The inquest into the deaths of Diana, Princess of Wales, and Dodi Fayed will be postponed until October, more than a decade after the couple died in a Paris car crash, a British coroner said Tuesday.

The long-awaited inquests had originally been scheduled to begin in May. But in a written decision, Baroness Elizabeth Butler-Sloss, a retired judge who is overseeing the hearings, said they will begin "on or about" Oct. 1, 2007.

The inquest is expected to last at least four months, but could stretch to double that.

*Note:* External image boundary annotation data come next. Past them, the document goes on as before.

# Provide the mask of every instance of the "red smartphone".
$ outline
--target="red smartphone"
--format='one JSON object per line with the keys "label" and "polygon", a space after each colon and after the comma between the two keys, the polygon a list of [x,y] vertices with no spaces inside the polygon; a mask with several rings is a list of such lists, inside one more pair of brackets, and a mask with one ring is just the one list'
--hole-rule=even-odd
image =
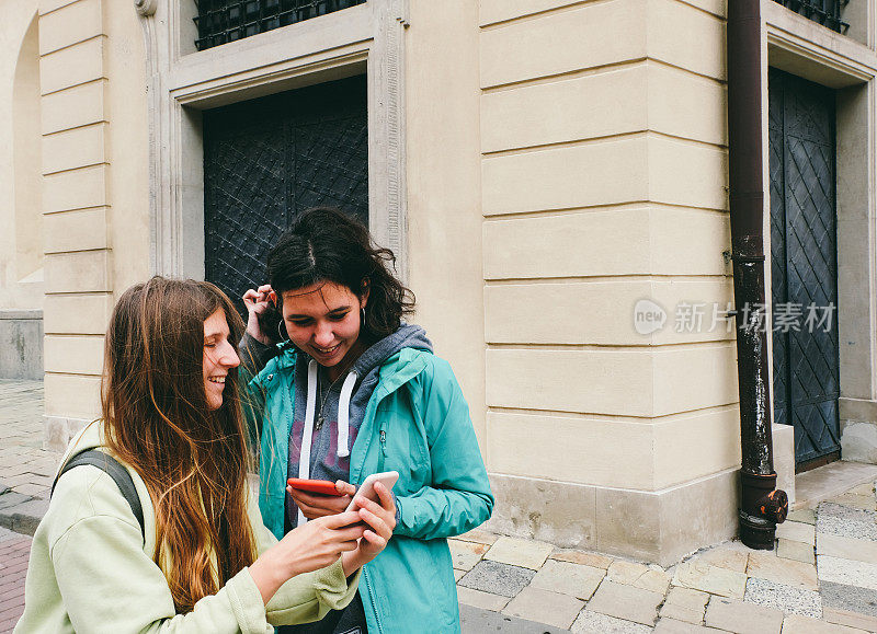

At a procedural hearing Monday, lawyers for Fayed's father, Harrods department store owner Mohamed al Fayed, argued that they needed more time to gather experts and documentation. Lawyers for the family of chauffeur Henri Paul backed up the request, which was initially resisted by Butler-Sloss.

"I would be very sad if I was obliged to delay the start of the main proceedings for another six months," she said. "I feel that would be very, very hard on the families."

Michael Mansfield, who represents al Fayed, said then that the delay was "a pebble on the beach" compared with the 10-year wait to begin hearing evidence.

Diana, 36, and Fayed, 42, were killed along with chauffeur Paul when their Mercedes crashed in the Pont d'Alma tunnel in Paris on Aug. 31, 1997. The only survivor, bodyguard Trevor Rees — formerly known as Rees-Jones — was badly hurt.

A French investigation ruled that Paul was drunk and in his efforts to evade photographers, lost control of their car. The inquests could begin only after the investigations into the deaths were complete. A two-year French investigation, a three-year Metropolitan Police inquiry in Britain and repeated legal action by al Fayed have delayed the inquest.